お世話になった山野の人のために――。日高川町山野に移住して17年となる亀井光一さん(81)は、3年前に亡くなった妻の登美子さん(享年77)の遺言を果たすため、同地内の入り口となる県道御坊中津線沿いの丁字路に地蔵堂を建立。21日に開眼供養を行い、「妻の思いを実現できた。山野の皆さんの幸せを」と願いを込めた。
亀井さんは愛媛県松山市出身。広島や大阪で働き、21年勤めた大阪の建設会社で定年を迎えた。定年後しばらくして、夫婦でゆっくり「第二の人生を」と移住先を探し始め、平成12年、不動産業者の紹介で山野を訪れた際、豊かな自然と人の温かさに魅了され、移住を決めた。
山野では家庭菜園を楽しみながら年金暮らしを続けていたが、その間、山野の人々から野菜を分けてもらったり、優しく接してもらうなどとても親切にしてもらったという。妻の登美子さんは生前から「山野の皆さんのために何か恩返しがしたい」と話しており、亡くなった後、光一さんが妻の望みをかなえるため何をすべきか考えていた。そんな中、地元の東良一さんの提案もあり、丁字路で道を間違う人も多いことから、道しるべも兼ねた地蔵堂を造ることになった。

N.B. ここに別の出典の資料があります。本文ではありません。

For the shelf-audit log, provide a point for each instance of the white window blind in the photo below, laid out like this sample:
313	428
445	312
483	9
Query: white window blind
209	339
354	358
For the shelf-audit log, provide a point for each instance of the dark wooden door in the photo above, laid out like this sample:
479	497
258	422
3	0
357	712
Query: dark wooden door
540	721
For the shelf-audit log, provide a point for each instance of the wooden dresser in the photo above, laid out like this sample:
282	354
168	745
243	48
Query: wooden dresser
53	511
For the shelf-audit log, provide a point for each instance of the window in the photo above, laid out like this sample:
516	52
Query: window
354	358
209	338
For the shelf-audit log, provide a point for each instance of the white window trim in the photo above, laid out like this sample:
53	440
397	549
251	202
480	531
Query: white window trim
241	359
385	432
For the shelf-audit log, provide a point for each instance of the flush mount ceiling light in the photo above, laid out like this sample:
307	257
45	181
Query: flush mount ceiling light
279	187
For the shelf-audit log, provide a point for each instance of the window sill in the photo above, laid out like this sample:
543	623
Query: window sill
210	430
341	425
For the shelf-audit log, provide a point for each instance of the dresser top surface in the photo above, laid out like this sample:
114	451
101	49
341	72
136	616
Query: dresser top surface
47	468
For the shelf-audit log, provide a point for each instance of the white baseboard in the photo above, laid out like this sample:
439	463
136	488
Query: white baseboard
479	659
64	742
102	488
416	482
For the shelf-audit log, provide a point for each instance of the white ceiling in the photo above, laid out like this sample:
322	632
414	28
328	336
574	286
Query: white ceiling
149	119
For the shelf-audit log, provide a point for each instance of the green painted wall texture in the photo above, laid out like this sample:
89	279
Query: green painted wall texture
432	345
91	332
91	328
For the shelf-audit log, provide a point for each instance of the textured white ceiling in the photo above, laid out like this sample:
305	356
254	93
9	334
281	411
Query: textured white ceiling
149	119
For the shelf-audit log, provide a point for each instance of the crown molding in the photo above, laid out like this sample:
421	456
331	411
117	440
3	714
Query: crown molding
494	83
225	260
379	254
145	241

地蔵堂の両サイドには「右 印南町」「左 川中」と記しており、中には地蔵と建立した経緯を示した碑があり、「山野の方々の家運長久と道行く人の道しるべになれば」と亀井さんの言葉が記している。
開眼供養は地福寺の川口常文住職によって読経などが行われ、最後はもちまきで祝った。
亀井さんは「この地蔵堂で、お世話になっている地域の皆さまを守っていただければ」と話している。